The Soviets built small reactors 40 years ago, for use in remote, isolated places like weather stations. They even built reactors to be used in space, called the Topaz Program, based on a Los Alamos program from the 50’s.
From Wiki:
The first TOPAZ reactor operated for 1,300 hours and then was shut down for detailed examination. It was capable of delivering 5 kW of power for 35 years from 12 kg (26 lb) of fuel. Reactor mass was ~ 320 kg (710 lb).
TOPAZ was first flown in 1987 on the experimental Plazma-A satellites Cosmos 1818 and Cosmos 1867, which were intended to test both the TOPAZ reactor and the Plasma-2 SPT electric engine. A follow-up Plasma-2 was to have been equipped with an improved reactor. One reactor operated for 6 months, the other for a year. The program was later abandoned on the instructions of Mikhail Gorbachev in 1988.
Several people died of radiation exposure after the fall of the Soviet Union , illegally scrapping the reactors for precious metals at the abandoned weather stations.
You could buy plutonium on any street corner in 1985.
Never happen.
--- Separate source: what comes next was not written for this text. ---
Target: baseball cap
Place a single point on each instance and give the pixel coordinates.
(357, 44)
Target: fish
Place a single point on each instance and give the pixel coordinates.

Too much proliferation danger involved. The smaller the reactor, the more highly enriched in fissionable isotope the fuel has to be, and hence the more useful it would be if you want to make a bomb.
I wonder if that would apply to a Thorium vest pocket reactor?
There was a short period of time in the 1950s when “Atomic” this and “Nuclear” that was in everything. Even the automakers got in on it, by installing radioactive piston rings different motor oils could be compared and advertisements had clicking geiger counters and ad men touting how much less engine wear resulted using their motor oil.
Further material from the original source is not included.